Wolverhampton's Locally Listed Buildings

The Wolverhampton and Midland Counties Eye Infirmary (Outpatients and Accidents and Emergencies Extension)

Compton Road



Local Listing

The Outpatients'/Accident and Emergency Extension was built in 1937, just ten years after the Nurses' Home, but it belongs to an entirely different architectural world. The architect was Richard Twentyman (1903-79) of Lavender and Twentyman, which was probably the most important architectural practice working in Wolverhampton in the middle of the 20th century. Other important buildings by Twentyman include St. Martin's Church, Dixon Street which, despite its recent date (1938‑9), is Statutorily Listed (Grade II) and St. Andrew's Church, St. Andrew's Close and Bushbury Crematorium, Bushbury Lane both of which are included in the Council's Local List.

His building followed the principles of the International Modern Movement which rejected historic precedent as a source of architectural inspiration and considered function as the prime generator of form, using materials and technology in an entirely honest way. It is made up of a series of one‑ and two‑storey red brick boxes surmounted by flat roofs with projecting concrete parapets. The north and south elevations are parallel with the Compton and Merridale Roads respectively and these are connected at their east ends by a two-storey, concave brick wall facing towards Chapel Ash. Windows are square or rectangular and set into deep concrete reveals, some with concrete mullions. Internally, an intervening mezzanine level provides impressive, light and airy double height spaces for the waiting hall and consulting room.

Comment:  There are three principal buildings on this site: the original Infirmary of 1888; the Nurses' Home of 1927; and the Outpatients'/Accident and Emergency Extension of 1937. These buildings are quite different in style but all are of definite architectural and historic interest and all were designed by significant local architects.

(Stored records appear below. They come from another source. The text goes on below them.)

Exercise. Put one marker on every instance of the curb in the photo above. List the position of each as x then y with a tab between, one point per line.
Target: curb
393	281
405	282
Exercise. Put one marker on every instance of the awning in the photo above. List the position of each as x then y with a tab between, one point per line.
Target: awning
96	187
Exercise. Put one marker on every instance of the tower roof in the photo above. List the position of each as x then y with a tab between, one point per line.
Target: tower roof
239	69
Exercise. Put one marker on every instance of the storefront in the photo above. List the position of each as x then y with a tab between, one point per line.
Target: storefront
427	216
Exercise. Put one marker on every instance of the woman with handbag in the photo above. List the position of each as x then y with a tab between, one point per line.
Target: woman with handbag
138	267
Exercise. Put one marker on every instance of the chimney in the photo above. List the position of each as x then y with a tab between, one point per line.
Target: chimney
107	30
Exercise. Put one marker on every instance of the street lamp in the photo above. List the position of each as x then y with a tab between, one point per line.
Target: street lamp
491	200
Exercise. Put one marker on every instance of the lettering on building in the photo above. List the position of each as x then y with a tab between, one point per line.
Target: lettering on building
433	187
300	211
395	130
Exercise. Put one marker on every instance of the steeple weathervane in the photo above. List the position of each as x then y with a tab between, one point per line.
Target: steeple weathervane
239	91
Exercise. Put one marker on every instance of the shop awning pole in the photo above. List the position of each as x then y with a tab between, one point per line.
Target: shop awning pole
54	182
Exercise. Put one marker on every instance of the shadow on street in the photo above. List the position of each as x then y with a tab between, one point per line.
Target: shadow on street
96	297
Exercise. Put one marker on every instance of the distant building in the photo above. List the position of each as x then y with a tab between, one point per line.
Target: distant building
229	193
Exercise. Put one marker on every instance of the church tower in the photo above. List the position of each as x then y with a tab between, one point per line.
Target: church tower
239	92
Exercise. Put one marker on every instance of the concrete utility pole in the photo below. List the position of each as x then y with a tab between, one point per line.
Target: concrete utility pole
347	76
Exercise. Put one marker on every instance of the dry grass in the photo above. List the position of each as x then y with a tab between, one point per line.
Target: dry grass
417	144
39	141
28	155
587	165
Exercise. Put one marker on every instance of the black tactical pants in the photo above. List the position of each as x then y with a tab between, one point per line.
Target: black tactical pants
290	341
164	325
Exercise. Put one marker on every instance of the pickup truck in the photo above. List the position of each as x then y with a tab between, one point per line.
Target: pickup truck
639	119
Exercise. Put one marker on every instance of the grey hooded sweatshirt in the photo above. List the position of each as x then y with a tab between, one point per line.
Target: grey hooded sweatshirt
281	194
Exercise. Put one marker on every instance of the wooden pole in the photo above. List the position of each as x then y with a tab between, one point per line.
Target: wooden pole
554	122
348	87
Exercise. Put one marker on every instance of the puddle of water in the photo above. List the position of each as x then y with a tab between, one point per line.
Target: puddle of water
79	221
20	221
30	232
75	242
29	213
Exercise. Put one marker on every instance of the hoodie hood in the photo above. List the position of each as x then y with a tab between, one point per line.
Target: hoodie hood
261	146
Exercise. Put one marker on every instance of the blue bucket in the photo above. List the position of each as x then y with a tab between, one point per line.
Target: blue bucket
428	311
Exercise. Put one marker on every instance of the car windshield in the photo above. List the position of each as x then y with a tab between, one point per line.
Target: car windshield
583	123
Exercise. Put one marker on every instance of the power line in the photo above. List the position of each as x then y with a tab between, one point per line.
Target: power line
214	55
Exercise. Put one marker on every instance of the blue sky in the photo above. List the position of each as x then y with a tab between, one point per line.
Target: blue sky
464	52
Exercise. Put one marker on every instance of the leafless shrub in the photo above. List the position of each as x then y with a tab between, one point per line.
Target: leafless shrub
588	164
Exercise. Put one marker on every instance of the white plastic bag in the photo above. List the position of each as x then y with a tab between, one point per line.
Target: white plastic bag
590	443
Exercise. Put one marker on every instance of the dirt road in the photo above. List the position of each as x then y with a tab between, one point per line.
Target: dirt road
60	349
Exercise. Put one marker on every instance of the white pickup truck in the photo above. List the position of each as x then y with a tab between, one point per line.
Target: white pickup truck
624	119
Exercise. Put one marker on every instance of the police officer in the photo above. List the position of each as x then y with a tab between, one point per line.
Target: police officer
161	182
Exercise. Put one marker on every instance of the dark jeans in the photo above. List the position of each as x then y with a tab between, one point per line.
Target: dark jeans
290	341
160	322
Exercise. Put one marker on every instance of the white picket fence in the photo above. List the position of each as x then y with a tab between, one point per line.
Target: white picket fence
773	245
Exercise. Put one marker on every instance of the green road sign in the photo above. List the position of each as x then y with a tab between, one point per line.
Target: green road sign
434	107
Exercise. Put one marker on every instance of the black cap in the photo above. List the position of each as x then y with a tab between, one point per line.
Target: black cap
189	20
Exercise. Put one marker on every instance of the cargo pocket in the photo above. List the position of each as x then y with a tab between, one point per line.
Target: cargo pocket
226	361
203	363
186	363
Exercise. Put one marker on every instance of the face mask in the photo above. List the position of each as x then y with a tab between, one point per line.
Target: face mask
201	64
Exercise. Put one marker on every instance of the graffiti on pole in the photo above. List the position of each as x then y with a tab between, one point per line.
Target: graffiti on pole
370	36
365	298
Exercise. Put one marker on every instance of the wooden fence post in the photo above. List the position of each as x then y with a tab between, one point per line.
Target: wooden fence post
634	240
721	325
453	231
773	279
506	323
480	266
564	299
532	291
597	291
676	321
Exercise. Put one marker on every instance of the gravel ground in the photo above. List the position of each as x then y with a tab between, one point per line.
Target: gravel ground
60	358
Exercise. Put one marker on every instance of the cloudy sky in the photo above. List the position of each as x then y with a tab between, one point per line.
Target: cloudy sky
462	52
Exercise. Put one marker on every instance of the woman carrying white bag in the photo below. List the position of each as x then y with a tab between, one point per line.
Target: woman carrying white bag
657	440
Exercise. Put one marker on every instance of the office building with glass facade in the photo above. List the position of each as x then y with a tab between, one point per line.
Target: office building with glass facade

All three buildings are locally listed and all are in the Oaks (Merridale Road) Conservation Area.  The notes under Local Listing” above are taken from the Conservation Area Appraisal and are therefore somewhat more comprehensive than the usual local listing notes.  A full history of the Infirmary can be found on this site if you follow this link.  It will be apparent that the Eye Infirmary has been very important in the social and health history of the city.  It has been a greatly appreciated facility in which there was a good deal of local pride. 

The local health care trust decided, in 2004, to close the Eye Infirmary, sooner rather than later, and move its services to somewhere else, unspecified and apparently unknown.  These buildings are, therefore, at risk and sympathetic new uses need to be found for them.  As the grounds in which they stand are now crowded and suffering from poor landscaping and neglect, any re-development should be treated as an opportunity to greatly improve the setting of these buildings.